CMSC350 - Data Structures and Analysis

Biography

My name is Yuji Shimojo and I'm 24. I'm from Okinawa, Japan and live there now. I have parents and an older brother.

This class is required to obtain my B.S. in Computer Science.

I'm currently in charge of data center sales and web direction at an IT company based in Okinawa. I'm aiming to enhance my sales engineer career.

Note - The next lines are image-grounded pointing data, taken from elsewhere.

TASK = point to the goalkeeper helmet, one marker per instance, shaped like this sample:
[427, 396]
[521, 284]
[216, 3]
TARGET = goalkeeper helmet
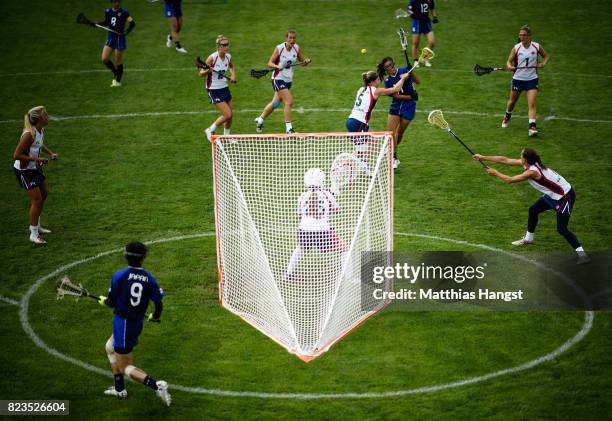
[314, 177]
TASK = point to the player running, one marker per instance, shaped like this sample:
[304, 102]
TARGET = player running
[403, 105]
[220, 63]
[129, 294]
[174, 13]
[523, 61]
[419, 10]
[558, 195]
[28, 167]
[315, 206]
[115, 19]
[282, 58]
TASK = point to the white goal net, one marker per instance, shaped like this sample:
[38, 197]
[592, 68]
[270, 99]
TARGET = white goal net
[293, 215]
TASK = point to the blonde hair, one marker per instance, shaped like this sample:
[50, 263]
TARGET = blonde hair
[32, 117]
[220, 38]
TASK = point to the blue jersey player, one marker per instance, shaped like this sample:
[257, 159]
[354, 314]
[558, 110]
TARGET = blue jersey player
[419, 10]
[115, 19]
[403, 104]
[129, 294]
[173, 11]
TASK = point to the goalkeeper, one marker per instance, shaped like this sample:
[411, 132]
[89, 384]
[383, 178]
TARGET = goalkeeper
[314, 208]
[129, 294]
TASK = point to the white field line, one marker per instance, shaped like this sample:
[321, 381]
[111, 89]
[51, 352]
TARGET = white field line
[584, 330]
[299, 110]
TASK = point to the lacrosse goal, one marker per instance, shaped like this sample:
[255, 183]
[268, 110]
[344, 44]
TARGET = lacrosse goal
[302, 290]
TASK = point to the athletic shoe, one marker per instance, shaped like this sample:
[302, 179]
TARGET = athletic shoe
[582, 260]
[258, 125]
[209, 133]
[112, 392]
[37, 239]
[162, 392]
[521, 242]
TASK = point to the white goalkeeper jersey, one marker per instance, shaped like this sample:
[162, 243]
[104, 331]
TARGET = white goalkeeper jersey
[364, 104]
[34, 151]
[315, 211]
[526, 57]
[550, 182]
[285, 58]
[217, 79]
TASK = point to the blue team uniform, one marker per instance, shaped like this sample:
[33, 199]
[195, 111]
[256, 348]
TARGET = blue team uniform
[420, 15]
[405, 109]
[130, 292]
[173, 8]
[115, 20]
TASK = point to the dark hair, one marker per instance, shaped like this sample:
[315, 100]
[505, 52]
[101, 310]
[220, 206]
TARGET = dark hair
[380, 67]
[135, 253]
[532, 157]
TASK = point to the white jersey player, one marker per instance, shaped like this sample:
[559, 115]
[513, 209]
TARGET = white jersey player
[282, 60]
[219, 66]
[558, 195]
[523, 61]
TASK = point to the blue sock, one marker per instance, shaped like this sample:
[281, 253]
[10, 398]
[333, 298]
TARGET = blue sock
[119, 385]
[149, 381]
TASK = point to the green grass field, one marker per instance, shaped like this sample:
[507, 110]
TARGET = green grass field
[125, 155]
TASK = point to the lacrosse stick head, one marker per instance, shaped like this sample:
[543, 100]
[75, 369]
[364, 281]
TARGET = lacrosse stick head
[437, 119]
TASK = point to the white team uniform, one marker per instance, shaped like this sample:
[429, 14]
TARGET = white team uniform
[526, 57]
[364, 104]
[215, 80]
[286, 57]
[326, 203]
[551, 183]
[34, 151]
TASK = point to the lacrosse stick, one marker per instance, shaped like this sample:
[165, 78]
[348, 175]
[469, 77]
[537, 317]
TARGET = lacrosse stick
[66, 287]
[258, 73]
[84, 21]
[200, 64]
[436, 118]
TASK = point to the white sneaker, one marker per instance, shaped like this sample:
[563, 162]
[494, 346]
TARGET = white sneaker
[162, 392]
[258, 125]
[112, 392]
[521, 242]
[37, 239]
[209, 133]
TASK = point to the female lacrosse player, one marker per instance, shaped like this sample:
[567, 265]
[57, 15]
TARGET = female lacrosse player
[558, 195]
[28, 167]
[283, 56]
[315, 206]
[220, 63]
[115, 19]
[419, 10]
[129, 294]
[174, 13]
[523, 61]
[403, 105]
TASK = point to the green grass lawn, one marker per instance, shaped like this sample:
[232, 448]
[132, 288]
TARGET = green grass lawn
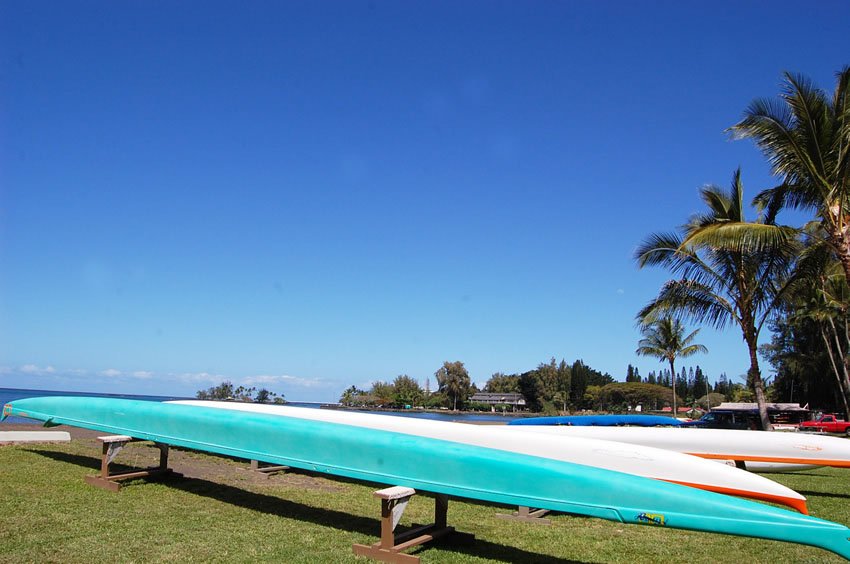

Actually, I used to study in Information Engineering at University of the Ryukyus in Okinawa until 3 years ago, and there I've taken a class in data structures and algorithms. I took CMIS242 and CMSC335 in this Spring term. Through these classes, I learned ArrayList, LinkedList, Stack, Queue, HashMap in Java.

My hobby is to play a lots of sports.

I am using Eclipse Indigo on Mac OS X Snow Leopard (10.6). I really hope to enjoy learning in this class.

Week1 Topic1

In addition to time complexity, there are several other factors like CPU speed, compiler optimization, memory access speed, & data input efficiency. Based on your understanding, which one is most important? Why?

For PCs, memory access speed is the most important, because what users expect the most is high multitasking performance.

On the other hand, for servers, data input efficiency is the most important, especially for database systems. If there is a disk I/O bottleneck on a system, its performance will be decreasing significantly.

Of course, CPU is important as well, but I think CPU performance can not only be measured by clock speeds. It depends on CPU architectures due to differences in vendors.

Week1 Topic2

Chapter 1 discusses 'Software Quality' related topics in detail. Do not look at it right now :-) When you hear the term 'Software Quality', what comes to your mind right away? Explain in your own words.

From the aspect of "Software Quality" for business, you should include not only highly functional programs, but also well-written software design documents such as class diagrams, table definitions, ER diagrams, wire frames, also test data and test cases.

Homework1

Do the following Exercises in Lewis and Chase (pp 24-25)

Week2 DQ1

As listed under Course Content, I developed the following multimedia tutorial/lecture on inheritance & polymorphism. Turn ON your speakers to hear the audio before opening these links in a new tab to play these Flash videos:

http://sites.google.com/site/jeyak7/inheritance1.swf (Part 1)
http://sites.google.com/site/jeyak7/inheritance2.swf (Part 2)

You can find the PowerPoint presentation and code in this zip:
http://sites.google.com/site/jeyak7/inheritance.zip

Give an example where polymorphism is appropriate, and explain why you think it is a reasonable example. No need for code here, just the names of a few classes and at least one polymorphic method. You may find it helpful to consider some fields (attributes, instance variables) that are common to a parent class, and some others that are unique to each child class. This will require at least one parent and two child classes.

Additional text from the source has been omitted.